A great example of a pattern prediction is Turchin's prediction that there will be an increase in political violence in the U.S. in 2020. The research he has done strongly suggests there is a 50 year secular cycle of political violence in the U.S. (The exception, 1820, occurred during the Dalton Minimum, which caused temperatures across the globe to plummet, and may have had a dampening effect on people getting together publicly to get riled up together.) While he can predict that there will be an upswing in political violence, and he can recognize some general elements that drive the cycle, what he cannot do is predict what the precise nature of the conflict will be, what parties will be involved, precisely where the violence will erupt, and precisely what will trigger everything. Also, something could happen to increase or decrease the degree of violence. And 2020 is a more-or-less (within a year or two) prediction. So if it peaks a little early or a little late, Turchin would still be right in his prediction.
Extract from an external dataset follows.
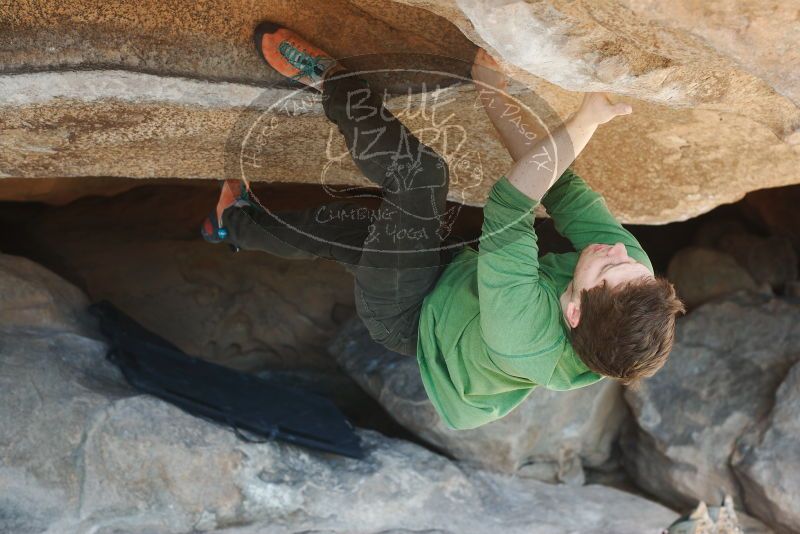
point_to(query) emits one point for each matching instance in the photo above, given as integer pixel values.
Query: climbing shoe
(234, 193)
(291, 55)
Turchin's work involves the creation of a kind of macrohistory comparable to macroeconomics. The patterns that emerge in each macro view involve the kinds of cycles one would expect if positive feedback dominates. Underlying this involves microhistory and microeconomics, which involves the actions of individuals and which is dominates by negative feedback. The fact that different kinds of feedback dominate at different levels of analysis suggests to me that we need to have both approaches if we are going to develop a fully scientific, fully complex understanding of history, culture, economics, or any other social phenomenon we wish to understand. No question that narrative is a vital element, but so too are network models, constructal theory, percolation models, emergence, self-organization, and other related mathematical approaches that will allow us to develop more scientific understandings of human psychosociology.